Deep technical complexity and spikes
Hi!
In our group we struggle with estimation. Improving a search engine, many stories has deep technical complexity. There is always hard performance requirements and there is no telling how a specific algorithm change or new optimization will affect other parts in the domain. So there is always very high risk of estimation being wrong.
We use spikes and prototypes, but still not enough.
Do you have any good advice on this?
Thank you
> We use spikes and prototypes, but still not enough.
Why aren't they enough? There's no constraint on how deep you can take a spike during refinement, so why can't you use them to get the information you need in order to estimate?
If you can't tell "how a specific algorithm change or new optimization will affect other parts in the domain", then is the environment in which you conduct spikes of sufficient quality? From what you say, it sounds as though it is not (or insufficiently) prod-equivalent.
Thank you for your answer!
Well, a specific impact on performance only occurs after implementing the modifications. For example, the same data abstraction/optimization layer is used for many kinds of operations. If they modify this part because of a request of one operation, another one can slow down. The group knows that it might slow down, but it is just a feeling, and the "something will always go wrong" experience.
Spike seem not to be enough to measure this effect.
It sounds to me as though the spike environment is not sufficiently prod-equivalent to be fit for purpose. If the team intend to use spikes as part of their refinement and estimating process, then that situation will need to be remedied.
Remember that if the team can't estimate a piece of work then it cannot form part of their Sprint commitment. In Scrum, a Development Team are under no obligation to accept any work, and plan it into their Sprint Backlog, if they are uncomfortable making a forecast for its delivery.
Plan the work that is needed to get to the estimation level you need as a deliverable in the sprint(s) ahead. That is a worthwhile deliverable within a solid engineering process.
Nice answer, Ian.
It strikes me that the development team might be light on a specific skill, if their work keeps failing the same part of the definition of done: "hard performance requirements." How do they feel? Have you asked the developers how they want to solve this problem? How many of them have encountered this sort of problem on other products? Does this seem normal? I assume that they are able to resolve the issue each time; do they think it is ok to deliver the work not DONE and then fix it?
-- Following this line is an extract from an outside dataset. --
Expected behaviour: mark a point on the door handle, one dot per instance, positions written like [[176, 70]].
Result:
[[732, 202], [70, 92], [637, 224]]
Do they realize the definition of done for this product includes those performance requirements? Get them talking and see where it goes.
Thank you for your valuable insights.
Zoltan, to go back to the original question. Have you asked the team what value there is in estimating the stories? Are the estimates used to change priorities? Based on the estimates, have you ever decided not to implement a story?
Posted By Fredrik Vestin on 03 Jan 2017 02:22 PM
Zoltan, to go back to the original question. Have you asked the team what value there is in estimating the stories? Are the estimates used to change priorities? Based on the estimates, have you ever decided not to implement a story?
They do not see too much value in estimates. They see it as something the PO needs to be able to plan releases and make priority decisions.
I'm quite new in the group (6 weeks so far), but it seems to me that yes and yes are the remaining answers :)
> They do not see too much value in estimates. They see it as something
> the PO needs to be able to plan releases and make priority decisions.
What about for their own Sprint Planning purposes, when it comes to deciding how much work they can take on? How are they currently making this assessment?